Embedded Learning and Optimization for Interaction-aware MPC

Embedded Learning and Optimization for Interaction-aware Model Predictive Control

Renzi Wang, STADIUS, ESAT, KU Leuven

The goal of this project is to develop embedded optimization and online learning algorithms for interaction-aware Model Predictive Control (MPC) for autonomous navigation in uncertain environments. In this project, an interaction-aware MPC formulation integrated with online learning has been developed. The integration of online learning in the MPC formulation allows for the customization of the prediction model, tailoring it to the specific dynamics of the system in interaction. This framework serves as the fundation for the further development of embedded learning and optimization methods.
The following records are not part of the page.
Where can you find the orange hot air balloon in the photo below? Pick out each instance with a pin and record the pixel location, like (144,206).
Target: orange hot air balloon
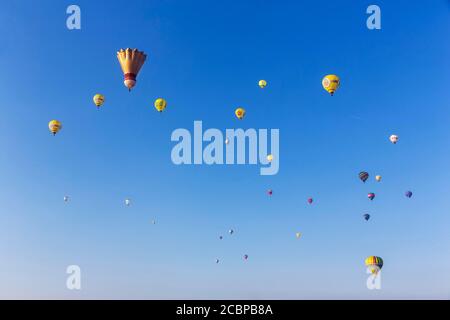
(131,61)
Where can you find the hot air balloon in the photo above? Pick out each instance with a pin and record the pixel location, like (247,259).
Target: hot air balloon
(98,100)
(54,126)
(363,176)
(331,83)
(262,84)
(131,61)
(240,113)
(160,104)
(393,138)
(374,264)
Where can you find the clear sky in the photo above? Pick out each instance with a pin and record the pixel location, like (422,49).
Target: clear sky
(205,58)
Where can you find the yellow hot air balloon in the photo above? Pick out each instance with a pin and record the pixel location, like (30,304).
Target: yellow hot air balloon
(160,104)
(54,126)
(99,99)
(331,83)
(262,84)
(240,113)
(131,61)
(374,263)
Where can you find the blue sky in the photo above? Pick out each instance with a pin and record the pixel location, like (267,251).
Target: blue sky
(205,58)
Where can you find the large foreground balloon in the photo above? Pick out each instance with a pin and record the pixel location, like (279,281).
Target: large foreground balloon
(262,84)
(240,113)
(393,138)
(54,126)
(131,61)
(160,104)
(99,99)
(331,83)
(363,176)
(374,264)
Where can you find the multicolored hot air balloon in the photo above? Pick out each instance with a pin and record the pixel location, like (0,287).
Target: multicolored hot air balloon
(160,104)
(240,113)
(363,176)
(54,126)
(262,84)
(393,138)
(374,264)
(331,83)
(131,61)
(99,99)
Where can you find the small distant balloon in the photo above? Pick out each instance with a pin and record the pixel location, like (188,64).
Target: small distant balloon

A key contribution is our learning algorithm that identifies parameters in switching system models with state-dependent transition probabilities. Such a model has been demonstrated to effectively capture nonlinear dynamics. However, the state-dependent distribution creates a nonconvex stochastic control problem.

To address this challenge, we propose a risk-sensitive MPC framework specifically designed for such stochastic systems. This risk-sensitive approach offers two significant advantages:

It enables more natural human-robot interactions
It introduces additional problem structure that allows us to design customized algorithms for solving the nonconvex optimal control problems efficiently

Interaction-aware Model Predictive Control for Autonomous Driving

Wang, Renzi, Mathijs Schuurmans, and Panagiotis Patrinos. “Interaction-aware model predictive control for autonomous driving.” 2023 European Control Conference (ECC). IEEE, 2023.

We propose an interaction-aware stochastic model predictive control (MPC) strategy for lane merging tasks in automated driving. The MPC strategy is integrated with an online learning framework, which models a given driver’s cooperation level as an unknown parameter in a state-dependent probability distribution. The online learning framework adaptively estimates the surrounding vehicle’s cooperation level with the vehicle’s past state trajectory and combines this with a kinematic vehicle model to predict the distribution of a multimodal future state trajectory. Learning is conducted using logistic regression, enabling fast online computations. The multi-future prediction is used in the MPC algorithm to compute the optimal control input while satisfying safety constraints. We demonstrate our algorithm in an interactive lane changing scenario with drivers in different randomly selected cooperation levels.

EM++: A parameter learning framework for stochastic switching systems

Renzi Wang, Alexander Bodard, Mathijs Schuurmans, and Panagiotis Patrinos. “EM++: A parameter learning framework for stochastic switching systems“. 2024, submitted for publication.

Obtaining a realistic and computationally efficient model will significantly enhance the performance of a model predictive controller. This is especially true for complex scenarios where the system being controlled must interact with other systems. This work proposes a general switching dynamical system model, and a custom majorization-minimization-based algorithm EM++ for identifying its parameters. For certain families of distributions, such as Gaussian distributions, this algorithm reduces to the well-known expectation-maximization method. We prove global convergence of the algorithm under suitable assumptions, thus addressing an important open issue in the switching system identification literature. The effectiveness of both the proposed model and algorithm is validated through extensive numerical experiments

Imitation Learning from Observations: An Autoregressive Mixture of Experts Approach

Renzi Wang, Flavia Sofia Acerbo, Tong Duy Son, and Panagiotis Patrinos. “Imitation Learning from Observations: An Autoregressive Mixture of Experts Approach“. 2025 European Control Conference (ECC). IEEE, 2025.

This paper presents a novel approach to imitation learning from observations, where an autoregressive mixture of experts model is deployed to fit the underlying policy. The parameters of the model are learned via a two-stage framework. By leveraging the existing dynamics knowledge, the first stage of the framework estimates the control input sequences and hence reduces the problem complexity. At the second stage, the policy is learned by solving a regularized maximum-likelihood estimation problem using the estimated control input sequences. We further extend the learning procedure by incorporating a Lyapunov stability constraint to ensure asymptotic stability of the identified model, for accurate multi-step predictions. The effectiveness of the proposed framework is validated using two autonomous driving datasets collected from human demonstrations, demonstrating its practical applicability in modelling complex nonlinear dynamics.

Risk-Sensitive Model Predictive Control for Interaction-Aware Planning -- A Sequential Convexification Algorithm

Renzi Wang, Mathijs Schuurmans, and Panagiotis Patrinos. “Risk-Sensitive Model Predictive Control for Interaction-Aware Planning
— A Sequential Convexification Algorithm —”. 2025, submitted for publication.

This paper considers risk-sensitive model predictive control for stochastic systems with a decision-dependent distribution. This class of systems is commonly found in human-robot interaction scenarios. We derive computationally tractable convex upper bounds to both the objective function, and to frequently used penalty terms for collision avoidance, allowing us to efficiently solve the generally nonconvex optimal control problem as a sequence of convex problems. Simulations of a robot navigating a corridor demonstrate the effectiveness and the computational advantage of the proposed approach.